Pursuant to a conditional plea agreement with the Government, Shelby Sherrod Petties pleaded guilty to one count of committing a crime of violence while having failed to register as a sex offender but expressly reserved the right to appeal his conviction on the ground that kidnapping (which was his predicate offense) is not categorically a “crime of violence.” As part of this agreement, the Government promised to dismiss the other charges against Petties.
On appeal, because of intervening precedent, the Government conceded the point, and the Fourth Circuit vacated the judgement and remanded. Petties then moved for release, but the Government filed a motion pursuant to 18 U.S.C. § 3296 to reinstate one of the other charges it had dismissed against him.

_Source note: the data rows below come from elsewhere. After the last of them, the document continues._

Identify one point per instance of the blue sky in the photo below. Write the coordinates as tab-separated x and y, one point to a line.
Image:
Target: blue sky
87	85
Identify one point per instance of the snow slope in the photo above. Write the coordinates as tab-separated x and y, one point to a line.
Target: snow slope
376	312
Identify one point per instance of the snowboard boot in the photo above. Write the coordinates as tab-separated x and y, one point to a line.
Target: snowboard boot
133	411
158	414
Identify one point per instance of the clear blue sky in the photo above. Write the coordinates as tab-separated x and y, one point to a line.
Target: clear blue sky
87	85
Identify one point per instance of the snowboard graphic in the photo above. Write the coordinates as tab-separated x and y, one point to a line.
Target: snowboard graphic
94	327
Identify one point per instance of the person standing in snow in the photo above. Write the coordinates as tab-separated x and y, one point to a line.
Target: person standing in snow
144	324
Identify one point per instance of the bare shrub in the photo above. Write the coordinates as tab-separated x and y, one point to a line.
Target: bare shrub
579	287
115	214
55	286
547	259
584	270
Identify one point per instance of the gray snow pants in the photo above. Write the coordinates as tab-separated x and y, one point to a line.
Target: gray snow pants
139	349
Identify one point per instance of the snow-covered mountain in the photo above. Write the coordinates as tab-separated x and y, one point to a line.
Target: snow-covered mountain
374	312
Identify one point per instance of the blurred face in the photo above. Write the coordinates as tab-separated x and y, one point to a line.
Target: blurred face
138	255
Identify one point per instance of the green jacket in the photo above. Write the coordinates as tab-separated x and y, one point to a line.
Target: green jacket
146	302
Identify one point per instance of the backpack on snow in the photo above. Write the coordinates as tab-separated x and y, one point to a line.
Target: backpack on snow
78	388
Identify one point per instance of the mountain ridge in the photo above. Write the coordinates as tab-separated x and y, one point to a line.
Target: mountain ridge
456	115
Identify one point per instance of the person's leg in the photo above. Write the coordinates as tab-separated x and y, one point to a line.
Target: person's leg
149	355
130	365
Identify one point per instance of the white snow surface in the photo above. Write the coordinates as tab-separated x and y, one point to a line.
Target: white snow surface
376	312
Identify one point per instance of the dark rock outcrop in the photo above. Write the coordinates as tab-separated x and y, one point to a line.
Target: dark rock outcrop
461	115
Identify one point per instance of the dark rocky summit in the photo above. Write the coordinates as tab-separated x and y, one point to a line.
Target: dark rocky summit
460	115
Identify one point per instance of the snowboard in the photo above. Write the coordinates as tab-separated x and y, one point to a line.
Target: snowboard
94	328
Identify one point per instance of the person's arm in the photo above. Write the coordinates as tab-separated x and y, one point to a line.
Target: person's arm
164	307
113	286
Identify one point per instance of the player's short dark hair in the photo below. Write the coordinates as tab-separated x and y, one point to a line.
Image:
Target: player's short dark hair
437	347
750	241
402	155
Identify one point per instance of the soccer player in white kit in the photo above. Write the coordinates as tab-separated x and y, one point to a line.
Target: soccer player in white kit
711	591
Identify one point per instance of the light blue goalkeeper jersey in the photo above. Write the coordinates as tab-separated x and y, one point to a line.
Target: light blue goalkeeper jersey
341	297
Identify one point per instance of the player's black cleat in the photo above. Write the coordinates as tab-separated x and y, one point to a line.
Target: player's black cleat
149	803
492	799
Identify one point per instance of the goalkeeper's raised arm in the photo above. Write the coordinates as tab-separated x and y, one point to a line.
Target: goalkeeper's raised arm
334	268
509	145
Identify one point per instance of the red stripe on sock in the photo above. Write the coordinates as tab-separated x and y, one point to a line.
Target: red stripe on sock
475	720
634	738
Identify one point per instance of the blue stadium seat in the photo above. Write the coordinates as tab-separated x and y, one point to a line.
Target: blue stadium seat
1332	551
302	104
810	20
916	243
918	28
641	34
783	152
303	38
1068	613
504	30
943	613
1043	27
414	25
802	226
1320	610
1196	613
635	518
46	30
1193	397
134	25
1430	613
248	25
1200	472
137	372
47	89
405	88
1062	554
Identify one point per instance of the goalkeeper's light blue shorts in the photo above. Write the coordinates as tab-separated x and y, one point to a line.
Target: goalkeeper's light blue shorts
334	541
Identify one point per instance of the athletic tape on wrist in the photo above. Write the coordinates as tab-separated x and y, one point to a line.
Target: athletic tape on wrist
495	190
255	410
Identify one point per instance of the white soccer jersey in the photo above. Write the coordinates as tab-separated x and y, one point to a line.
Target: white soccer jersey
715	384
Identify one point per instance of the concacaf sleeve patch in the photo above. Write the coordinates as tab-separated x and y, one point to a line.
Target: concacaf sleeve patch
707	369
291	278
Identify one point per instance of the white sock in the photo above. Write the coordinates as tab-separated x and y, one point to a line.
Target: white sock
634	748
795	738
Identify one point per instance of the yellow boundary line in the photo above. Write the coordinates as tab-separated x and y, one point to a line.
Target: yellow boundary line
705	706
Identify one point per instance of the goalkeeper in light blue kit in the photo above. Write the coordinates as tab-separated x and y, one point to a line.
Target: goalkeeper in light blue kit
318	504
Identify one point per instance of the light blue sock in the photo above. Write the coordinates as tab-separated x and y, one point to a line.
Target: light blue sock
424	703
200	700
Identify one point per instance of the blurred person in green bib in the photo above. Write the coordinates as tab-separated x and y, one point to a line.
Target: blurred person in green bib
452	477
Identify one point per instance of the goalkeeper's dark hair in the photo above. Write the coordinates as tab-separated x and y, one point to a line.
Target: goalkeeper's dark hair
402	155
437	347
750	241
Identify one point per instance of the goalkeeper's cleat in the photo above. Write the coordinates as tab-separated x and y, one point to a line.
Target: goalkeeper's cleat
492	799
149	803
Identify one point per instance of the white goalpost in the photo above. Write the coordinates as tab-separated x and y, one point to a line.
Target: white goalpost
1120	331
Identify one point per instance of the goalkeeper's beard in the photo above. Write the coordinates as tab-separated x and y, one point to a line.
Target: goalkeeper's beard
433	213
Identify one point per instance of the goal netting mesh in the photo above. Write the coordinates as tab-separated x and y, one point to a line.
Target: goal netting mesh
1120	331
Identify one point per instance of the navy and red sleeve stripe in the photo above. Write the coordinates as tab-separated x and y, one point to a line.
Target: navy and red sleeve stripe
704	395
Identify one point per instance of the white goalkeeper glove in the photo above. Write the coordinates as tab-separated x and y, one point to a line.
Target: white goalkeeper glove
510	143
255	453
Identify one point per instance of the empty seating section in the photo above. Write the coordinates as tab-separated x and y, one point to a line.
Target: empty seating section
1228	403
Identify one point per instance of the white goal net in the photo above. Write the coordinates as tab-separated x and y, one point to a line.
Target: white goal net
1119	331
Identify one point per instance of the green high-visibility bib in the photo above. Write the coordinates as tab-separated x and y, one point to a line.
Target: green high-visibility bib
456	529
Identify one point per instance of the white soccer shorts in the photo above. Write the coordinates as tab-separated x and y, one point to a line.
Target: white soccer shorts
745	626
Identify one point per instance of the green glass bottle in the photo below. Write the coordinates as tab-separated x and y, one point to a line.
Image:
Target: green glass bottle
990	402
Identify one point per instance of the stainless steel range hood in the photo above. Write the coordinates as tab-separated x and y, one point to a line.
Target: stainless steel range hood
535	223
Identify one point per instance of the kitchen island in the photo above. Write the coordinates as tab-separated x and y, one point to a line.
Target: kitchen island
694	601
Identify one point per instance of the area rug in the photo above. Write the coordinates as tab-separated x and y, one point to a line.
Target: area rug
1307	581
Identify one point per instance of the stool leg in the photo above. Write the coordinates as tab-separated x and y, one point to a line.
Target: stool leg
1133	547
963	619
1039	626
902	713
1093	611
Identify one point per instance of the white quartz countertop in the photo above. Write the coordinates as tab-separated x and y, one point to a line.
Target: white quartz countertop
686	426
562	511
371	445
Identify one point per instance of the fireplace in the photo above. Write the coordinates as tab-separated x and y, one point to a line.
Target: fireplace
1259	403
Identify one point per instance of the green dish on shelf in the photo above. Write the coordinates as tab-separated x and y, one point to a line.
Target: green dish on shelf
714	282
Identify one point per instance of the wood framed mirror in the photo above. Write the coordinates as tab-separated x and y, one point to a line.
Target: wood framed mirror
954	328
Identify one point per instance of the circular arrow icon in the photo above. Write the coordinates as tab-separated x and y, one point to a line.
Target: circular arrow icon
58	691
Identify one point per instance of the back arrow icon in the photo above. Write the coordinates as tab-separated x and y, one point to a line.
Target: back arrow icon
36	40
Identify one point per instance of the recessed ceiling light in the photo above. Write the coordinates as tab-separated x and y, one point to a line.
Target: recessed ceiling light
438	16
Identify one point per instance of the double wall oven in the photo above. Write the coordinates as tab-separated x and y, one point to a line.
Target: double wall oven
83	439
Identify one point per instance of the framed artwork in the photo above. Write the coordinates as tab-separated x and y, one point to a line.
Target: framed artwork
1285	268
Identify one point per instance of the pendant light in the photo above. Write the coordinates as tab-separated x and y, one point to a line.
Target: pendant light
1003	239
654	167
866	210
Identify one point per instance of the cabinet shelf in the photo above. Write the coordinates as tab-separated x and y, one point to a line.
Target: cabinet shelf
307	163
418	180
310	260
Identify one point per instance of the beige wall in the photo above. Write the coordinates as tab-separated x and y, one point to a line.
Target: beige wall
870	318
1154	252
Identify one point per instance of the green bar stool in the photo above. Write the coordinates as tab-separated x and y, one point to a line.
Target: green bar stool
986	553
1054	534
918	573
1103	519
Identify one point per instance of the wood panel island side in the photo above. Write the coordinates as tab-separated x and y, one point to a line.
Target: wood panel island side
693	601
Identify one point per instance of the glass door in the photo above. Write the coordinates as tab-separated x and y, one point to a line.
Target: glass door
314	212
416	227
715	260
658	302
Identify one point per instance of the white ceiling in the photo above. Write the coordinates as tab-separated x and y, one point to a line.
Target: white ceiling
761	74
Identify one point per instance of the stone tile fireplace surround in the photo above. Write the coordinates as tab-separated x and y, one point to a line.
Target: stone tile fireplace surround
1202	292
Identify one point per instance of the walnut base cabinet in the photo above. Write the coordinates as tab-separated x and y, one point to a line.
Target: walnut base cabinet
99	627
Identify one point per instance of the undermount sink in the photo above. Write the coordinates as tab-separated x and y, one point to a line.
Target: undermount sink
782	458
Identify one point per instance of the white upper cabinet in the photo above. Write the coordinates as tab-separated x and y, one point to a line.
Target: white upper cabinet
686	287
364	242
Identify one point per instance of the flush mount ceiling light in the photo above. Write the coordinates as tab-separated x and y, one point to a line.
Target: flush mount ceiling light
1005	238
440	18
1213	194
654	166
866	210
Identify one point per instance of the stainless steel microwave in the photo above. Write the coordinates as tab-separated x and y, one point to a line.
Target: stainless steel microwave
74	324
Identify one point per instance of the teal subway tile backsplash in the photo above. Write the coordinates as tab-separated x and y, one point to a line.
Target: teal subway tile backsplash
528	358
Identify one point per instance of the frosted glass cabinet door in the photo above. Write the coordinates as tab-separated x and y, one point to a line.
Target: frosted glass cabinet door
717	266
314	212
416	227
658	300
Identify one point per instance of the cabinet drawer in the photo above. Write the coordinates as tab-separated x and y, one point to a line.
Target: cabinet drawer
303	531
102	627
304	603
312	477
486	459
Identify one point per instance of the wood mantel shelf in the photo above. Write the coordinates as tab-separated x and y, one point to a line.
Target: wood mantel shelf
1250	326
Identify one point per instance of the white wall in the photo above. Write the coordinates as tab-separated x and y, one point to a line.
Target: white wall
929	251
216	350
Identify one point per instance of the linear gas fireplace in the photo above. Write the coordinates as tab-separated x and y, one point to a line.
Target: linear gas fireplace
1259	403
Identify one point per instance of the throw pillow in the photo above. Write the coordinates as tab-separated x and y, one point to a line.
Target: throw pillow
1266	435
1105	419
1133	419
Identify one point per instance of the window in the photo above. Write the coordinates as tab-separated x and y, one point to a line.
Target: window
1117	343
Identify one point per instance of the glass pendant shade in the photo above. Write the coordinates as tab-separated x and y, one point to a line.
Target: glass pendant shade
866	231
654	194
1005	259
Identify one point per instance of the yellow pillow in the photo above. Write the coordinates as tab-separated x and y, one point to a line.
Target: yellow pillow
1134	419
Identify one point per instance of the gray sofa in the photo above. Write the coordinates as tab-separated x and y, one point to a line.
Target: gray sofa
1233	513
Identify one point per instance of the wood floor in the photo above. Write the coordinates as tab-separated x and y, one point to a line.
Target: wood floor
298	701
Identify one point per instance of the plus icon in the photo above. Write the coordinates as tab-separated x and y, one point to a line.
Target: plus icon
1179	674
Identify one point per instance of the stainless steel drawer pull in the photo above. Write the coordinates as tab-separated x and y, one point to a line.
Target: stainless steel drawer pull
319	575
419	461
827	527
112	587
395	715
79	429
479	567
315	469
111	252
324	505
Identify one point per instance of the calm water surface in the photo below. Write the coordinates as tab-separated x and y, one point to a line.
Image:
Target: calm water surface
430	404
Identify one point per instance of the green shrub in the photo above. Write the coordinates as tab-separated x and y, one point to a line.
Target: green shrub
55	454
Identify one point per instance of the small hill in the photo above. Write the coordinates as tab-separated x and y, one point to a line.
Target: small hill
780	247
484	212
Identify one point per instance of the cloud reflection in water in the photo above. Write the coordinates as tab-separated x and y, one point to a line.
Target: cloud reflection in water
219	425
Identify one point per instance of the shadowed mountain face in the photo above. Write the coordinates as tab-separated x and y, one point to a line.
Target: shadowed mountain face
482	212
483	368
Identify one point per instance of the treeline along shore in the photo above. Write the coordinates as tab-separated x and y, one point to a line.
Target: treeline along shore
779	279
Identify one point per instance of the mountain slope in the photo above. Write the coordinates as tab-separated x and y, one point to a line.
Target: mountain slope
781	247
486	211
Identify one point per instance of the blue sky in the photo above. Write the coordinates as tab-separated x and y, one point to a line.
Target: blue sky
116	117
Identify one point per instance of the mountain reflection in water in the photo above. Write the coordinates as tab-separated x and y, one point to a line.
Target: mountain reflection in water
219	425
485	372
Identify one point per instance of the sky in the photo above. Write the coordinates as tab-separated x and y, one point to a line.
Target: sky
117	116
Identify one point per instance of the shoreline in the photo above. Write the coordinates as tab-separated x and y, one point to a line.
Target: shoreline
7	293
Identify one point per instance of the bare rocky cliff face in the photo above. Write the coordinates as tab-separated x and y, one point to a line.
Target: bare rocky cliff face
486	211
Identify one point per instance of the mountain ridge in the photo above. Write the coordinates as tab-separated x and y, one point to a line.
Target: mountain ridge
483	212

The district court denied Petties’s motion for release and held that by vacating the judgement, the circuit court had “reinstated the indictment and reset the case,” which left Petties charged with three charges again. Two of those charges were no longer viable since they lacked predicates, but they could be “narrowed” to lesser included offenses. After his subsequent bench trial, district court found him guilty on all charges and gave him the same sentence he originally received. Petties appealed.
Reviewing the district court’s interpretation of the plea agreement de novo, the Fourth Circuit vacated Petties’s conviction and sentence. Under the fairest reading of the agreement, Petties was expressly allowed to appeal his conviction on the grounds that he won, and he therefore did not violate the agreement in so doing, leaving the Government bound to its side of the bargain. The agreement also did not, as the Government argued, implicitly bind Petties to plead guilty to the lesser included offense when his appeal was successful.